As a result, Testani said she is seeing a preference among investors for credit funds “that have the potential to offer inflation protection or out yield inflation.”
“In fixed income, there’s a preference for higher quality over high yield, and short- and ultra-short duration over long-term assets,” she said.
For fixed income investors seeking higher quality, shorter duration options for their portfolios, there’s the Avantis Short-Term Fixed Income ETF (AVSF) and the American Century Short Duration Strategic Income ETF (SDSI).
AVSF invests primarily in investment-grade quality debt obligations from a diverse group of U.S. and non-U.S. issuers with shorter maturities. The fund’s portfolio managers seek bonds with high expected returns through a process that uses an analytical framework, which includes an assessment of each bond’s expected income and capital appreciation.
AVSF, which carries an expense ratio of 0.15%, aims for a three-year average maturity.
Meanwhile, the newly launched SDSI seeks income and, as a secondary objective, long-term capital appreciation.

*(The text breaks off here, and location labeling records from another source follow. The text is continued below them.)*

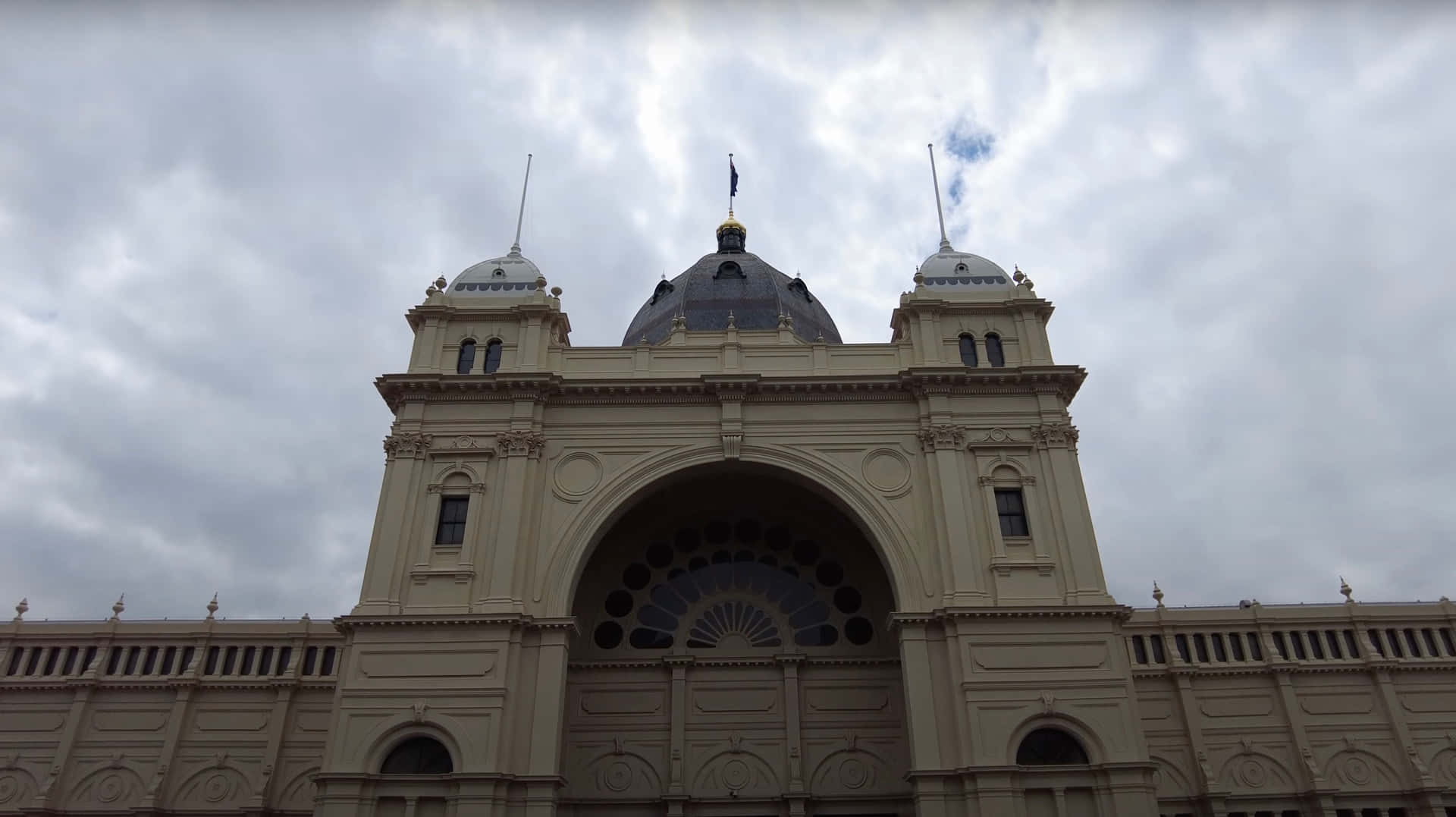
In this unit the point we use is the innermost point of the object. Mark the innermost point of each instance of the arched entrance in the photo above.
(733, 658)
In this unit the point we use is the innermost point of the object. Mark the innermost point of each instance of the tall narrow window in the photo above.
(993, 351)
(466, 359)
(452, 520)
(967, 350)
(1012, 511)
(492, 356)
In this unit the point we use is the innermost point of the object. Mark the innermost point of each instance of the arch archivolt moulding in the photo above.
(849, 771)
(739, 774)
(422, 723)
(557, 576)
(623, 774)
(1057, 720)
(1169, 778)
(1256, 771)
(1356, 768)
(216, 785)
(114, 785)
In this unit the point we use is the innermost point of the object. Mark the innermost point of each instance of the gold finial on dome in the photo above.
(731, 222)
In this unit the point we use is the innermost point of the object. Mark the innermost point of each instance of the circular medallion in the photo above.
(854, 774)
(1253, 774)
(886, 470)
(736, 774)
(1357, 771)
(9, 788)
(111, 788)
(618, 777)
(216, 787)
(577, 473)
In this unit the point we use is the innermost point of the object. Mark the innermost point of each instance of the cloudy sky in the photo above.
(215, 218)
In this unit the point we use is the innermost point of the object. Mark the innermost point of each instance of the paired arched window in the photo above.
(967, 350)
(1050, 747)
(993, 353)
(419, 756)
(466, 359)
(492, 356)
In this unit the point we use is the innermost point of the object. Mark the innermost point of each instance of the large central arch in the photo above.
(733, 658)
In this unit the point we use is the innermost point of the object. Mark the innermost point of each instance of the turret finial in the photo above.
(946, 244)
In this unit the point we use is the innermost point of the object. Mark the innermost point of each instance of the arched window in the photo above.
(466, 359)
(419, 756)
(492, 356)
(967, 350)
(1050, 747)
(993, 351)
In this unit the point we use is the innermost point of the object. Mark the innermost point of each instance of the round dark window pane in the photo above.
(686, 541)
(619, 603)
(644, 638)
(805, 551)
(829, 574)
(660, 555)
(778, 538)
(607, 635)
(821, 635)
(637, 576)
(748, 530)
(717, 532)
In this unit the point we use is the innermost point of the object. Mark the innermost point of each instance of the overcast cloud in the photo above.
(215, 218)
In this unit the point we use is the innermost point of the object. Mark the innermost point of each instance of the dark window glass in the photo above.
(1012, 511)
(452, 520)
(419, 756)
(993, 351)
(466, 359)
(492, 356)
(1158, 650)
(1050, 747)
(967, 350)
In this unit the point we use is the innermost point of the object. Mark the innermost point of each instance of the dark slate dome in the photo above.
(737, 281)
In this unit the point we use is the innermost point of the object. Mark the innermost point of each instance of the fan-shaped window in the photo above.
(993, 351)
(492, 356)
(466, 359)
(967, 350)
(419, 756)
(1050, 747)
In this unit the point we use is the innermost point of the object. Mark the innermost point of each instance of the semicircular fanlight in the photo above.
(728, 619)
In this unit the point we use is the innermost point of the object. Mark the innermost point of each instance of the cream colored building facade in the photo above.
(736, 567)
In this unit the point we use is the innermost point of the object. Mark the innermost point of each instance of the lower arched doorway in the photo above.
(733, 658)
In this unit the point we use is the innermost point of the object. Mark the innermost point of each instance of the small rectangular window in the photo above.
(452, 520)
(1139, 652)
(1012, 511)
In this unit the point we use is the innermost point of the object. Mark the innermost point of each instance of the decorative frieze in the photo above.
(1056, 435)
(520, 443)
(406, 445)
(943, 435)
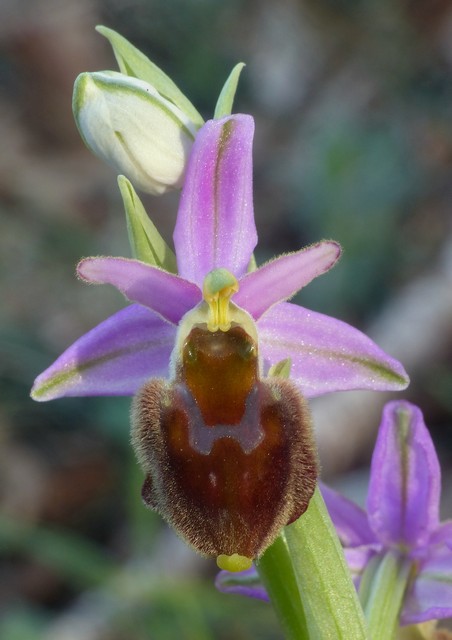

The strategy will seek to generate attractive yield by investing across multiple fixed income market segments, which maintain a short duration focus.
The fund invests in both investment-grade and high-yield, non-money market debt securities. These securities may include corporate bonds and notes, government securities, and securities backed by mortgages or other assets.
SDSI is a transparent active ETF with holdings disclosed daily and an expense ratio of 0.32%.